Ecco come i governi spengono internet


Come si blocca internet? Dalla Cina all'Egitto, passando per la Libia. La storia recente è costellata di censure che corrono in rete per contrastare la libera circolazione delle idee attraverso il passaparola su social network, email e sms. Ma come fanno, tecnicamente, i governi a staccare la spina al web?

«Bloccare rapidamente la possibilità di utilizzare Internet è possibile solo se a livello governativo si agisce sui router», osservano gli esperti. I router potrebbero essere paragonati a delle autostrade lungo le quali viene indirizzato il traffico alle diverse destinazioni. Bloccare un router – operazione semplice quando la rete di tlc nazionale è pubblica e gestita dal governo centrale – equivale quindi a chiudere un'autostrada e chiudere l'intera rete autostradale significa paralizzare le comunicazioni.

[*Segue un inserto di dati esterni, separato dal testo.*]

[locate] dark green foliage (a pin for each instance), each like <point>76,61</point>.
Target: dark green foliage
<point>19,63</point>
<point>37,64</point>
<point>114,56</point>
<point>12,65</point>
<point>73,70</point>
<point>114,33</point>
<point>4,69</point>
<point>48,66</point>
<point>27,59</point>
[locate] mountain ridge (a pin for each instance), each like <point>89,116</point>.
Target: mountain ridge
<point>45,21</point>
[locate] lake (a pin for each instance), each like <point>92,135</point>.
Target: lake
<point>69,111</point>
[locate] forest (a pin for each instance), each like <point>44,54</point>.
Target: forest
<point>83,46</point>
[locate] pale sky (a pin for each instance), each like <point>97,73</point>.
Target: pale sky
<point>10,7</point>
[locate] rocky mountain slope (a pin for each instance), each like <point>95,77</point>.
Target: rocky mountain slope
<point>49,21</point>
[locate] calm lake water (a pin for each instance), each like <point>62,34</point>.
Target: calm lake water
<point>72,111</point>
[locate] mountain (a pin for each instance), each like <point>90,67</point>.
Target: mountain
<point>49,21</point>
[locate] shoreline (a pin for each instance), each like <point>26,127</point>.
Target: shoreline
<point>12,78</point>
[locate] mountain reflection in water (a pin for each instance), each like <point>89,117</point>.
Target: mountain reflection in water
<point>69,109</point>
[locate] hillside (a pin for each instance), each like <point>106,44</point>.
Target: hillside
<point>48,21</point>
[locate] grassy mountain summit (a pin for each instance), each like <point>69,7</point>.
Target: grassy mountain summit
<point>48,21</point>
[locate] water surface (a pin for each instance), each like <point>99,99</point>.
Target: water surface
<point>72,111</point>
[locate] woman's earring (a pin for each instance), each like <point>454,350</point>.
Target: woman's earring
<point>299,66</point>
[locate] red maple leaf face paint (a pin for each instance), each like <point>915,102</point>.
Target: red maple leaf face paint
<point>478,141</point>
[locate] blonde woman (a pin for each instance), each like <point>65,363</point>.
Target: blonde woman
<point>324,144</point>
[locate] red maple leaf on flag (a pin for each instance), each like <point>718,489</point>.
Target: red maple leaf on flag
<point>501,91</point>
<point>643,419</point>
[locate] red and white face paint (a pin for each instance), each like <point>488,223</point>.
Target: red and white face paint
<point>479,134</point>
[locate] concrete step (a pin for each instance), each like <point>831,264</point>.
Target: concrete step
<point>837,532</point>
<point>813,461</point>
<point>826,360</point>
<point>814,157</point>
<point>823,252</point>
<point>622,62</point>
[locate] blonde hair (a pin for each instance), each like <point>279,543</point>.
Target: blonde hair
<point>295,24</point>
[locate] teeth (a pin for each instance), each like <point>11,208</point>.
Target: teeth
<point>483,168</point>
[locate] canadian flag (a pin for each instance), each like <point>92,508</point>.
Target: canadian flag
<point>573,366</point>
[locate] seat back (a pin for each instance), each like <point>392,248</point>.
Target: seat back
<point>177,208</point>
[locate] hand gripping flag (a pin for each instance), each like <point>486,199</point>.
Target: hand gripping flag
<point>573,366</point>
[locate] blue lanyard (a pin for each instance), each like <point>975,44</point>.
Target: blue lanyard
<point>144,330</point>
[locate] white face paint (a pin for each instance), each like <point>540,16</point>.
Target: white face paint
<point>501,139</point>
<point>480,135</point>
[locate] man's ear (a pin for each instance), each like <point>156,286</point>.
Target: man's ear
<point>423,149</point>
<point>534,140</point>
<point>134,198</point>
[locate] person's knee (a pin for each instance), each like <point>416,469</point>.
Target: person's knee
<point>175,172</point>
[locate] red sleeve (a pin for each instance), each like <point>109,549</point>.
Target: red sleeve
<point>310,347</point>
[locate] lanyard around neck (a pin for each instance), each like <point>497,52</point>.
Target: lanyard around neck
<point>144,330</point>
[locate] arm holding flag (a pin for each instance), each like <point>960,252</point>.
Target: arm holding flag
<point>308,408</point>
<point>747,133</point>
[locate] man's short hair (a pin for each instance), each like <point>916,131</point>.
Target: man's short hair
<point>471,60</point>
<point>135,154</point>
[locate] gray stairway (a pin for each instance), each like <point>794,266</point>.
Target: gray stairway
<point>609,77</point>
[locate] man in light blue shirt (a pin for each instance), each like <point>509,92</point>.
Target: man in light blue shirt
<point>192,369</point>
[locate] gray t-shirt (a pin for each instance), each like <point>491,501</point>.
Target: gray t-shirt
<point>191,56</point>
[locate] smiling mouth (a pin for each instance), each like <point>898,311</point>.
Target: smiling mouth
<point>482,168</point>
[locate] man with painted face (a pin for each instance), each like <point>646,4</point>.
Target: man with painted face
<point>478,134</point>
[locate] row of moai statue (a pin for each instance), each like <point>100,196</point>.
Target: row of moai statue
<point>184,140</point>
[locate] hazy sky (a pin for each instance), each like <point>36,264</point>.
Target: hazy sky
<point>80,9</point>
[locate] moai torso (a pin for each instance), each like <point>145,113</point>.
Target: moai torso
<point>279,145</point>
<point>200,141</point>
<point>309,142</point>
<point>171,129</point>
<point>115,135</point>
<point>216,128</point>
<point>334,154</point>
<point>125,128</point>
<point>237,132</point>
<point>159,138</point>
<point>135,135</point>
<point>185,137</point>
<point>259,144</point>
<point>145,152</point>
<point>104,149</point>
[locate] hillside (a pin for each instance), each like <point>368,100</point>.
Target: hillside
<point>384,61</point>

Lo stesso vale per la telefonia cellulare. In questo caso per sospendere la copertura dei servizi il governo deve però trattare con gli operatori, che non sempre hanno sede legale nel paese in questione. Spesso però i ripetitori sono forniti con concessioni pubbliche, cosa che facilita le trattative per i governi autoritari: gli operatori che non scendono a compromessi rischiano di essere tagliati fuori dal business di quella nazioni.

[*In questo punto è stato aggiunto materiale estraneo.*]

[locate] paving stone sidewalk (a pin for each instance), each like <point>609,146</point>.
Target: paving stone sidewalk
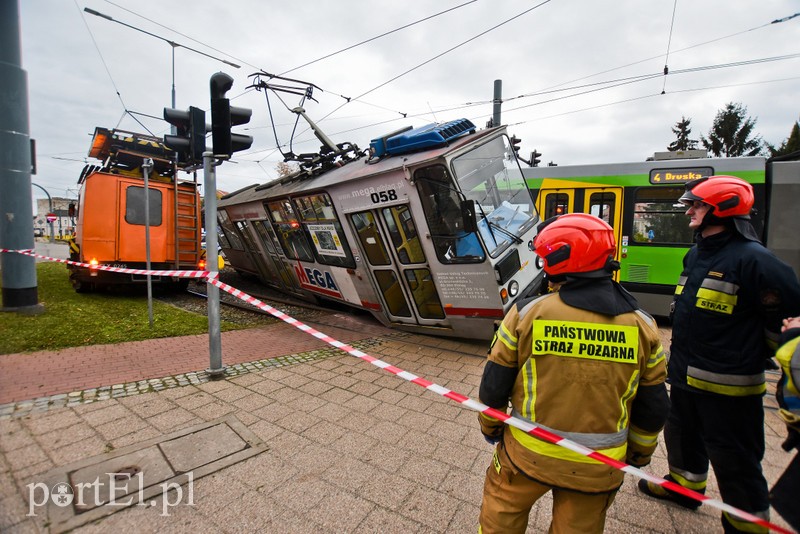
<point>347,447</point>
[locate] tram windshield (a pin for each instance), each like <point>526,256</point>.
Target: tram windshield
<point>490,176</point>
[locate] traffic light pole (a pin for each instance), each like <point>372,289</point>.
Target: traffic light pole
<point>216,370</point>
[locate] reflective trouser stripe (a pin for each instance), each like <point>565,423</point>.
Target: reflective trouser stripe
<point>693,481</point>
<point>746,526</point>
<point>726,384</point>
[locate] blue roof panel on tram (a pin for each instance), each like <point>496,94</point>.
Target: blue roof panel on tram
<point>428,136</point>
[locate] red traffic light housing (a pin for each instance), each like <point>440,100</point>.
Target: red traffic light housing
<point>224,116</point>
<point>190,139</point>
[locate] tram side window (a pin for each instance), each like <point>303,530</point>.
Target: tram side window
<point>556,204</point>
<point>319,219</point>
<point>289,231</point>
<point>441,204</point>
<point>602,205</point>
<point>134,206</point>
<point>659,218</point>
<point>403,234</point>
<point>371,242</point>
<point>227,230</point>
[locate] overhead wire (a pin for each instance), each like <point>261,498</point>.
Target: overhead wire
<point>669,42</point>
<point>395,78</point>
<point>108,71</point>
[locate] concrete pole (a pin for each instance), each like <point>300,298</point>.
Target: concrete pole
<point>498,102</point>
<point>147,166</point>
<point>215,370</point>
<point>20,291</point>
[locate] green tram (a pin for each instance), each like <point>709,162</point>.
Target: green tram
<point>639,200</point>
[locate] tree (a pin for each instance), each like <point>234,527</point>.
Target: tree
<point>792,144</point>
<point>730,136</point>
<point>682,131</point>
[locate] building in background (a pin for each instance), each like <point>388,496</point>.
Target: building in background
<point>63,226</point>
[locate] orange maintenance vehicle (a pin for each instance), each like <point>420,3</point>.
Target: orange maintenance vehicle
<point>111,224</point>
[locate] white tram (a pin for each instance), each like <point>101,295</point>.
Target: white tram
<point>431,230</point>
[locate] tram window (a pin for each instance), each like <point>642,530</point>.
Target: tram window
<point>426,298</point>
<point>392,293</point>
<point>371,242</point>
<point>231,237</point>
<point>403,234</point>
<point>290,233</point>
<point>441,203</point>
<point>602,205</point>
<point>134,206</point>
<point>556,204</point>
<point>659,218</point>
<point>319,219</point>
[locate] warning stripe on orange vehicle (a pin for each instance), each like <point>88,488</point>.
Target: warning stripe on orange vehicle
<point>179,274</point>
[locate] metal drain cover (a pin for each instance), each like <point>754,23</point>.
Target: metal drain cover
<point>143,473</point>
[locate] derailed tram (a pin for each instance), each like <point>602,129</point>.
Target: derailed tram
<point>431,230</point>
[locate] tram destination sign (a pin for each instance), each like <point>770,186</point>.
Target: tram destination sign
<point>679,175</point>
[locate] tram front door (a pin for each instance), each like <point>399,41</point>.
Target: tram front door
<point>398,266</point>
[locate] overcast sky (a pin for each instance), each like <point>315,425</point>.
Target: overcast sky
<point>573,72</point>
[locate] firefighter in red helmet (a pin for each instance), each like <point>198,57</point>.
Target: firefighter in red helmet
<point>726,321</point>
<point>585,363</point>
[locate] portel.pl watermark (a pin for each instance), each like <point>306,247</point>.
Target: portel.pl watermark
<point>93,494</point>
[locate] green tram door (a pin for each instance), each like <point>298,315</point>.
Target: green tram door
<point>600,201</point>
<point>397,265</point>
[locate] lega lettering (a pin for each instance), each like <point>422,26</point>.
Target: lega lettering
<point>321,279</point>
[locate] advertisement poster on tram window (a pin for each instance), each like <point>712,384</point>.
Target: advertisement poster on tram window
<point>326,240</point>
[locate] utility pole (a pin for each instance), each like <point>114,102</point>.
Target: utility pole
<point>498,102</point>
<point>20,290</point>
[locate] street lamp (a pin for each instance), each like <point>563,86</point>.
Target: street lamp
<point>173,44</point>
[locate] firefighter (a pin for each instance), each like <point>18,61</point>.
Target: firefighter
<point>726,320</point>
<point>786,491</point>
<point>583,362</point>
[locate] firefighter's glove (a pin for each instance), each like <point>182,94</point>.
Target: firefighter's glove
<point>491,428</point>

Esiste poi un terzo livello di censura, quello che colpisce i singoli siti, come è accaduto per esempio a WikiLeaks. In questo caso il blocco avviene a un livello diverso dal router, perché viene interrotta la comunicazione a livello dell'indirizzo (dominio) del sito: anziché un'autostrada, era stato bloccato l'accesso a una singola città. In alcuni Paesi, come Cina e Iran, il controllo governativo ha riguardato in particolare alcuni siti e aveva attivato determinati punti sulla rete per tenere sotto controllo il traffico. Questa tecnica può essere utilizzata anche per singole pagine: secondo Google sono più di 40 i governi che hanno chiesto al motore di ricerca di rimuovere contenuti sgraditi. Nel 2002 erano solo quattro.

Mentre i governi censurano, gli internauti provano ad aggirare la censura. Esistono degli strumenti informatici per eludere i filtri imposti alla rete da quei governi autoritari che vogliono impedire la libera circolazione di critiche? Da alcuni anni sappiamo che esiste più di una strategia per sfuggire ai controlli.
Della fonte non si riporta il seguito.